It's a commentary in and of itself that everyone on this forum instantly recognizes this must be SM Brass. Yes I hear imperfections too (shorts are too robotic and the brass doesn't have that punchy buzzy high end in the attack) but IMO it's a lot closer than you'd get with HWB, CB or SSB.


----------



## Nexus52085 (Oct 23, 2016)

NoamL said:


> It's a commentary in and of itself that everyone on this forum instantly recognizes this must be SM Brass. Yes I hear imperfections too (shorts are too robotic and the brass doesn't have that punchy buzzy high end in the attack) but IMO it's a lot closer than you'd get with HWB, CB or SSB.

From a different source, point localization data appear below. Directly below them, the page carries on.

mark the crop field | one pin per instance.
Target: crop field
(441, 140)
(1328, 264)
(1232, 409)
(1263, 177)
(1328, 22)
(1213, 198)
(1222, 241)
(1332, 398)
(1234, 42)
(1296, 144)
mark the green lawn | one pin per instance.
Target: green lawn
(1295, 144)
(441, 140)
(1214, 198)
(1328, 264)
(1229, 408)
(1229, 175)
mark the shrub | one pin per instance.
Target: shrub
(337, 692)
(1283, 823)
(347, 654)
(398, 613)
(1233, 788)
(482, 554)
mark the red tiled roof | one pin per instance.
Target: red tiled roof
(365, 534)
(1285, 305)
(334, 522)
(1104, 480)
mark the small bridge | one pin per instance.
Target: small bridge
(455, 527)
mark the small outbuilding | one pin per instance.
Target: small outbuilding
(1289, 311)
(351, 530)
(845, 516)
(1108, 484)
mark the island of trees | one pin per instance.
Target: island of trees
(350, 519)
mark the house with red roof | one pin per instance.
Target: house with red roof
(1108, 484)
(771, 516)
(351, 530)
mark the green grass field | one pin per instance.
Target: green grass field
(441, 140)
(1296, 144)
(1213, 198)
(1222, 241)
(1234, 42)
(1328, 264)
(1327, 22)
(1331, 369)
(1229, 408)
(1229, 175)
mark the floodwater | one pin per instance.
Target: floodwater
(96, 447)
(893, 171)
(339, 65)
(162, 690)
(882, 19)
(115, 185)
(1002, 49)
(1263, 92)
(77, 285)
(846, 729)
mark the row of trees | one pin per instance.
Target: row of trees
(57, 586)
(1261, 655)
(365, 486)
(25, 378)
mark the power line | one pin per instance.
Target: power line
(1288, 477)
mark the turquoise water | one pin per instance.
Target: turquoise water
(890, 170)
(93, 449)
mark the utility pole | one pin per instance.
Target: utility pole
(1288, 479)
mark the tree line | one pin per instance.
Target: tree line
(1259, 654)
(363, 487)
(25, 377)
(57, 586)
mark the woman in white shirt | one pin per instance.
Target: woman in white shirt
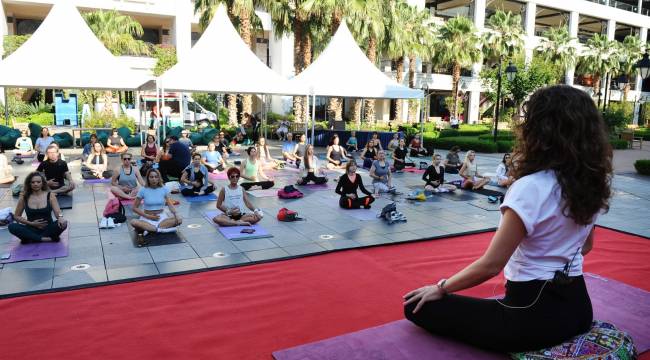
(563, 167)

Hey Noam! Thanks for the comment! I think it's much easier to tell the drier it gets. I'm also very aware of the robotic nature of the attack, but I simply got to the point where I just didn't want to deal with it any more lol. I got close. Also, are you by any chance Noam Levy who went to NYU?


----------



## NoamL (Oct 25, 2016)

Nexus52085 said:


> Hey Noam! Thanks for the comment! I think it's much easier to tell the drier it gets. I'm also very aware of the robotic nature of the attack, but I simply got to the point where I just didn't want to deal with it any more lol. I got close. Also, are you by any chance Noam Levy who went to NYU?



Yes! Hey David, good to see you on the forums!


----------